Feuer in Wohnhaus am Adalbertsteinweg sorgt für Verkehrschaos

Feuerwehreinsatz auf dem Adalbertsteinweg : Neun Verletzte bei Brand in Wohnhaus

Am Mittwochnachmittag lief am Adalbertsteinweg in Aachen ein Großeinsatz der Feuerwehr: Bei einem Brand in einem Wohnhaus sind neun Personen verletzt worden. Durch den Einsatz und die damit verbundene Straßensperrung kam es zu einem Verkehrschaos auf einer der großen Einfallstraßen in die Aachener City.

Neun verletzte Personen, ein Hausflur in desolatem Zustand, zerstörte Fenster und letztlich ein Verkehrschaos auf einer der Hauptverkehrsadern Aachens mitten im Berufsverkehr: Am Mittwochnachmittag lief am Adalbertsteinweg ein Großeinsatz der Feuerwehr. Bei einem Brand in einem mehrgeschossigen Wohnhaus gegenüber der Goerdelerstraße sind insgesamt neun Personen verletzt worden, teilweise schwer. Durch den Einsatz und die damit verbundene Straßensperrung kam es zu einem Verkehrschaos auf der großen Einfallstraße.

„Um 16.35 ging der Alarm in unserer Leitstelle ein, gemeldet wurde starke Rauchentwicklung in einem Mehrfamilienhaus am Adalbertsteinweg“, sagt Nils Lapp, Direktionsdienst der Aachener Feuerwehr, kurz nachdem die Einsatzkräfte mit dem Löschen des Feuers fertig waren.

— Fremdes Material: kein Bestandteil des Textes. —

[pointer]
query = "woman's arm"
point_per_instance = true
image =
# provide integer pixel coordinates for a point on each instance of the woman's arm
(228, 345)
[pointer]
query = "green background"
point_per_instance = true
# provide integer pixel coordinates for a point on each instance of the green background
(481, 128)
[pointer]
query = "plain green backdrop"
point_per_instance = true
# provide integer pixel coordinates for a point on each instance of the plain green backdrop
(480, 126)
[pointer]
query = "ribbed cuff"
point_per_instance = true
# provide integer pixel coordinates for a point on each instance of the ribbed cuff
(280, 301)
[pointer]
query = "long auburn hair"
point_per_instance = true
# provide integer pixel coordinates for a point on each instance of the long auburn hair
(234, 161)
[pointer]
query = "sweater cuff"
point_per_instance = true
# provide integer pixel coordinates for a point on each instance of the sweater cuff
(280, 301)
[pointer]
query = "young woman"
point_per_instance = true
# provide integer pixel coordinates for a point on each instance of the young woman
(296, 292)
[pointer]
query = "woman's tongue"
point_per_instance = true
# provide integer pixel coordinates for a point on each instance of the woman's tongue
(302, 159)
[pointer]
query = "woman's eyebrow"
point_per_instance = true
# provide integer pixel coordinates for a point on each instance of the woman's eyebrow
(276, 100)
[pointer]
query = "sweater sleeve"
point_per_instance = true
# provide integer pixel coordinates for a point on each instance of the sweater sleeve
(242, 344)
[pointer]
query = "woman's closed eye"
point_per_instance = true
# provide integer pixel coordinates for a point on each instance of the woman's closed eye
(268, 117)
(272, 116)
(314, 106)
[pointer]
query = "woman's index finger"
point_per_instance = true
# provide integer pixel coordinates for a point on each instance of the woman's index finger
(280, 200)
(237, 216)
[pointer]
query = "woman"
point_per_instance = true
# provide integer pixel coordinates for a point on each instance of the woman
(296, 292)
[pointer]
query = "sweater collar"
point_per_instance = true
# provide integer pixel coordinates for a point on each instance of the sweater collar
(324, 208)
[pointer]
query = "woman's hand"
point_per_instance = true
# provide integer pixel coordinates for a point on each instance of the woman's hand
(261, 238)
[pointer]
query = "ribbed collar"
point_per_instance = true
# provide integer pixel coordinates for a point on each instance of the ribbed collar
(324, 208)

Durch den Einsatz kommt es aktuell zu längeren Rückstaus. Foto: ZVA/Alexander Barth

Als die ersten Kräfte der Aachener Wehr eingetroffen waren, brannte es im Eingangsbereich des Wohnhauses lichterloh. Dichter, schwarzer Rauch zog über das Treppenhaus in die Wohnungen des fünfgeschossigen Hauses, in denen sich die Bewohner zum Teil noch aufhielten.

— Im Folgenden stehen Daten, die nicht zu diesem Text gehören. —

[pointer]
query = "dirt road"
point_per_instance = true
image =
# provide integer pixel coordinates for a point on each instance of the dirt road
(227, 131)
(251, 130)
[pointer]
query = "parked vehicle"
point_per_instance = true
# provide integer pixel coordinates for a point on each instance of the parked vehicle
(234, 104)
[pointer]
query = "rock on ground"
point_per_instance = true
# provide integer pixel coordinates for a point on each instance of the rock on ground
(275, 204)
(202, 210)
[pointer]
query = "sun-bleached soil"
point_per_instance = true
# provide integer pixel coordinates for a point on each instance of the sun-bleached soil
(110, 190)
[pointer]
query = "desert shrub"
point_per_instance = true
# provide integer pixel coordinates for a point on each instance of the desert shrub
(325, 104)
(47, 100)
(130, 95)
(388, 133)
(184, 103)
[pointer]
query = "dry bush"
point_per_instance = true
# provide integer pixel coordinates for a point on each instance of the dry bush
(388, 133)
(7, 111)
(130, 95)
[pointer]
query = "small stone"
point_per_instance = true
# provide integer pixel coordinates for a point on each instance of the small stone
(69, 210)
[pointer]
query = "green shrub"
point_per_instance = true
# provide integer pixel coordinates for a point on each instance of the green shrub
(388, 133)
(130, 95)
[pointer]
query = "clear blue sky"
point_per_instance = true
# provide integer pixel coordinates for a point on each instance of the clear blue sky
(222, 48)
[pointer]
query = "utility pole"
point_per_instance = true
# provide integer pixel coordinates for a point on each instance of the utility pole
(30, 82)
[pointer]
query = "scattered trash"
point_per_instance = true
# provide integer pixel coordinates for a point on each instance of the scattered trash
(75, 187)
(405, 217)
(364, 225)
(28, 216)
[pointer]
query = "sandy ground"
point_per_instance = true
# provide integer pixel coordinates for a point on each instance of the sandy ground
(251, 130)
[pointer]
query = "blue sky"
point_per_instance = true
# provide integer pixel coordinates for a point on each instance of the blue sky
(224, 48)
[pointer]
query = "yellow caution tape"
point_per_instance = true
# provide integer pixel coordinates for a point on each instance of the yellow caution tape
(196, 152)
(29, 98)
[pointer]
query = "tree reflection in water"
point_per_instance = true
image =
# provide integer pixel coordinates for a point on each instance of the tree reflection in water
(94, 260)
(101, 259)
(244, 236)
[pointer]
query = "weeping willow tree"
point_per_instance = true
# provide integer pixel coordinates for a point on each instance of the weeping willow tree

„Es wurden bei dem Brand neun Personen verletzt“, erklärt Edda Jäckle, Einsatzleiterin der Feuerwehr, vor Ort. Einige der Bewohner hatten sich durch die Hintertür in den Hof des Gebäudes retten können, dabei hatte sich jedoch mindestens eine Person schwere Verbrennungen am Bein zugezogen. Die anderen mussten von der Feuerwehr aus dem Gebäude gerettet werden, einige auch vom Dach.

„Zur ersten Versorgung der betroffenen Personen hat die Aseag uns zwei Busse zur Verfügung gestellt“, berichtet Nils Lapp. Von dort aus wurden die Patienten, nachdem der leitende Notarzt sich einen Überblick verschafft hatte, zur weiteren Behandlung in Aachener Krankenhäuser gebracht.

Währenddessen waren andere Einsatzkräfte der Feuerwehr damit beschäftigt, das Gebäude rauchfrei zu bekommen. Zeitweise bestand auch die Gefahr, dass das komplette Haus durch den Brand stromlos war.

Erstversorgung im Aseag-Bus

Außer den Aseag-Bussen, den Einsatzfahrzeugen von Rettungsdienst und Feuerwehr sowie einigen Polizeiwagen war der Bereich des Adalbertsteinwegs rund um das betroffene Wohnhaus zwischen Elsassstraße und Reichsweg für den Verkehr gesperrt, es kam zu chaotischen Szenen im spätnachmittäglichen Berufsverkehr. Auch auf den Nebenstraßen ging zeitweise nichts mehr. Zahlreiche Schaulustige hatten sich rund um die Kreuzung versammelt.

Die Ursache des Brands war zunächst noch unklar, die Polizei hat die Ermittlungen aufgenommen. Nach ersten Informationen war jedoch ein größerer Haufen, unter anderem mit Altpapier und Textilien, der im Hausflur gestanden hatte, in Brand geraten. Erst Stunden später war klar, dass die Bewohner des Hauses nach Abschluss der Löscharbeiten wieder in ihre Wohnungen zurückkehren konnten. Zumindest zwischenzeitlich wurde ein junger Mann, der im obersten Stock wohnte und während des Brands nicht zu Hause gewesen war, in seine Wohnung gelassen, um durchzulüften und ein paar Habseligkeiten zu holen.